The letters reveal an unbridled pride that Eugene had in his children: he was generous in his affirmation and affection, giving me a confidence that I couldn’t possibly disappoint him. As a result, he helped to heal me of my many insecurities and inhibitions, and instill within me a confidence to do something as audacious as to be a mouthpiece for God.
It’s a little embarrassing for me to admit how meaningful that ongoing validation was even as I entered middle age, but it’s a reminder of the necessity and potency of our father’s blessing. I don’t believe it can be overdone.
I’m wondering what role writing plays in your family, given you and your father both have written books? How much collaboration between you and your father went into this book?
Writing is a great discipline for working out complex issues. To begin with it’s a slow process, involving multiple drafts where you get to try out ideas, select just the right words, and check the flow of logic. The result is a clarification of thought that is as beneficial to the writer as anyone who picks it up to read later. I had originally assumed that Eugene would just be sharing some of his hard-earned wisdom gained through his long pastorate, but his letter writing to me also became a way for him to try out some ideas, many of which got integrated into his later books. It’s gratifying to know that the gift of these letters written to a young pastor benefited the older one who wrote them as well.

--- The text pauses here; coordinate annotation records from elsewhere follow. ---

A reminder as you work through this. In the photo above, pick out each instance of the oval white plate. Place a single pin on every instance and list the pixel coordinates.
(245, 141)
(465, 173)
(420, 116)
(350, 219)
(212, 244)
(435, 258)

The book skirts politics, but the church and politics are very much bound up in today’s society. The book portrays the struggle of finding out what it means to be a pastor. I’m wondering what lesson you turn to when facing such a conflicted society? Do you find it hard to find a place for the pastor to faithfully stand today?
The church can’t afford to be apolitical if it is to honor its prophetic role in society. For too much of its history the church has been timid and silent on matters that are at odds with the coming of God’s kingdom.
Today’s church needs to lead conversations on racial injustice, for example, by speaking and writing with truth and grace. But the words alone are not enough. There is much work to be done as we love our neighbors across all differences, as we insist on legislation that serves the entire commonwealth, as we push for prison reform, and as we critically evaluate how we’ve been teaching American history. There is a lot of room for repentance and reform, which is what the church at its best is uniquely able to lead. If the church fails to be the voice of moral conscience in our society, the political process is doomed.
The letters in the book are light on theology speak, being written in a more general and personal style that’s very engaging. I wonder if you’d be willing to go a bit deeper into some of the theological themes you see playing in the book?
My dad and I were called to be pastors. And while we both received good theological educations from the academy, our primary calling was to serve the church. Pastoral ministry requires a solid foundation in theology, because it’s essential that what we have to say about God is as accurate as possible. But the goal of congregational ministry is not to do theology, but to lead people in the way of Jesus. As with houses, the foundation is crucial, but it remains largely hidden from view in order to reveal the practical aspects of living as a communion of saints. It’s a hefty foundation, constructed on rocks with names like Incarnation, Salvation, Liberation, Christology, Pneumatology, Ecclesiology, Soteriology, and Eschatology.
Again, they are essential as foundations go, but pastors are primarily interested in nurturing faith that is found above ground, manifested in community. We quietly make sure the foundation is stable (the work of orthodoxy), and we call people’s attention to the lived nature of following Jesus (the work of orthopraxis). Eugene was a theological heavyweight; he had an intimate knowledge of the church’s foundation. But his pastoral instincts kept us all focused on the living rooms, and dining rooms, and playrooms of the household of God.